Startup general interestVenture Capital

Know where you are in the cycle, but don’t let it knock you off course

By October 17, 2011 No Comments

Roger Ehrenberg of IA Ventures put up an interesting post on Friday about the importance of staying focused on your business and not getting distracted by the overall macro-economic picture or whether we are in a bubble or not.

I agree with this up to a point.

Roger titled the post ‘Know thyself’ and he starts with a seven point process for building a company which neatly captures what has become regarded as best practice over the last five years or so:

  1. Have a plan
  2. Speak to lots of smart people about the plan
  3. Iterate the plan
  4. Execute the plan
  5. Constantly critique the plan
  6. Adjust the plan as necessary
  7. Rinse, repeat

Which he summarises as “In short, know thyself and stay true to the mission. … And if your mission, over time, proves to truly suck, then it’s time to ditch the mission and reassess”.

I fully agree with that, although I still run into a surprising number of companies that don’t see the net benefit of having open conversations about their plans.  It has been said a thousand times before, but these days ideas are cheap and execution is everything.  For most businesses the gains to be had from sharing ideas to speed the iteration process and improve execution far outweigh the risks of plagiarism.  And if you think your company is one of the exceptions take the time to think it through again to be sure you aren’t arriving at the conclusion for the wrong reasons (fear of rejection, natural reticence to share etc.).

Where I depart a little from Roger is with his assertion that entrepreneurs and VCs alike pay ‘way too much attention” to the discussion in the market about whether there is a venture bubble and the prospects for micro-VCs, large venture funds doing seed deals and so on.  I agree that the first and last thing entrepreneurs should think about every day is running their company, but it is important to keep an eye on the wider market as the direction of the economy and the fundraising market need to be factored into strategy.
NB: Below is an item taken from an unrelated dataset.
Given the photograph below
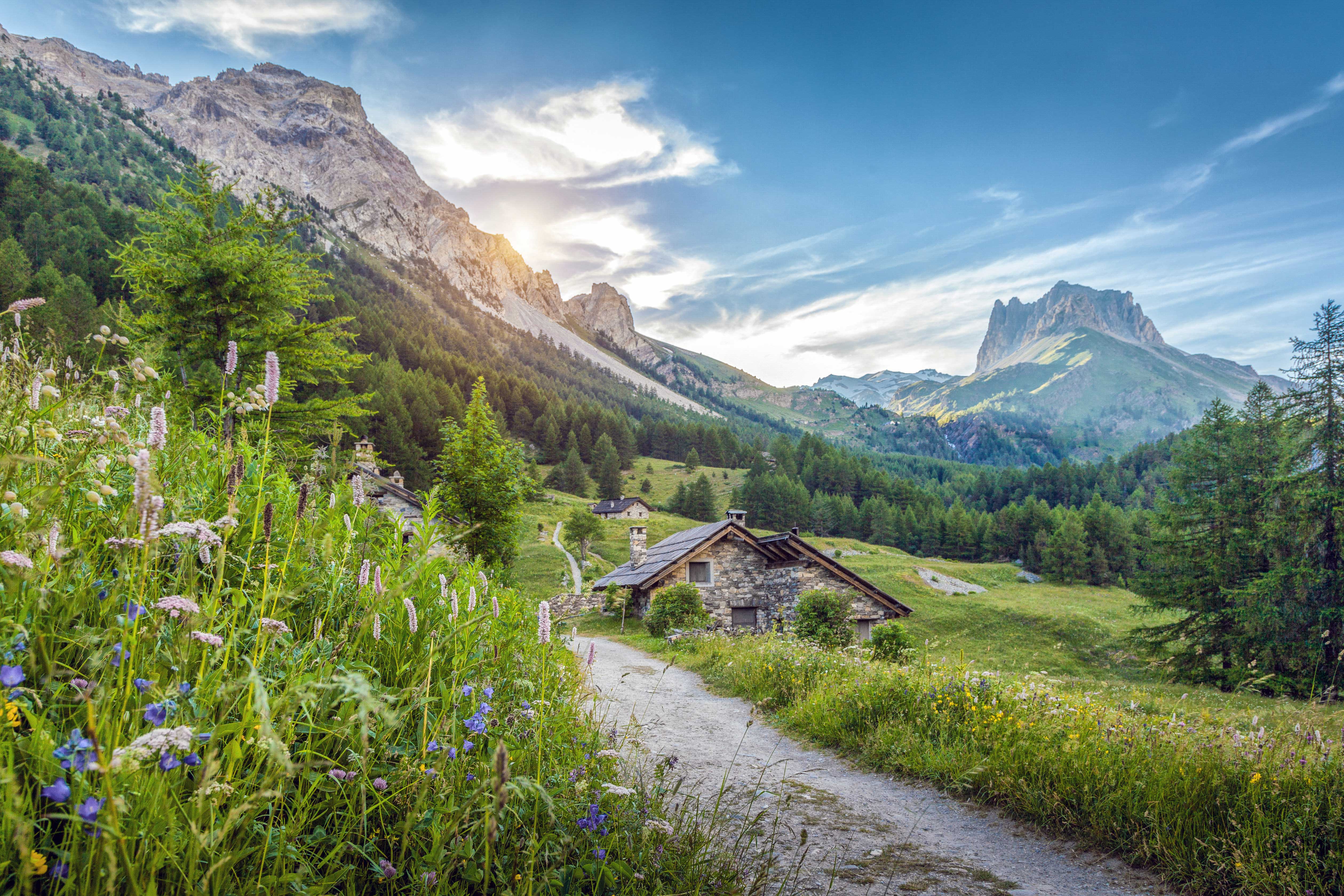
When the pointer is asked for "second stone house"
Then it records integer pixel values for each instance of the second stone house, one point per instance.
(745, 581)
Roger’s post reads like a reaction to entrepreneurs and VCs spending too much time reading blogs and gossiping about the state of the venture industry, and he isn’t advocating ignoring the world outside of the office, saying “Worried about the macro environment? If you’re a company then raise 2-years of cash, not 9-12 months.”, and that is a fair point.  I do, however, think that it is important for anyone deciding on future exit potential or likely ability to raise money down the line to have a good handle on the markets that will provide the finance.  The challenge for venture backed startups is to optimise speed of growth against the constraint of dilution that comes from the cash required to finance that growth.  That optimisation is hard to pull off without a good understanding of the venture markets.

Moreover, I don’t think that is possible to quickly get a handle on the venture markets.  The venture world has almost as many opinions as it has practitioners and it remains a murky and mysterious world (despite the efforts of many to introduce some transparency, including roger and myself).  I regularly encounter people who make bad budgeting decisions because they are over optimistic about the chances of raising more money, and occasionally meet people who should raise money but aren’t because they over estimate how hard it would be.  Characters like these would make better decisions and have more success if they spent more time reading Techcrunch and venture blogs rather than less.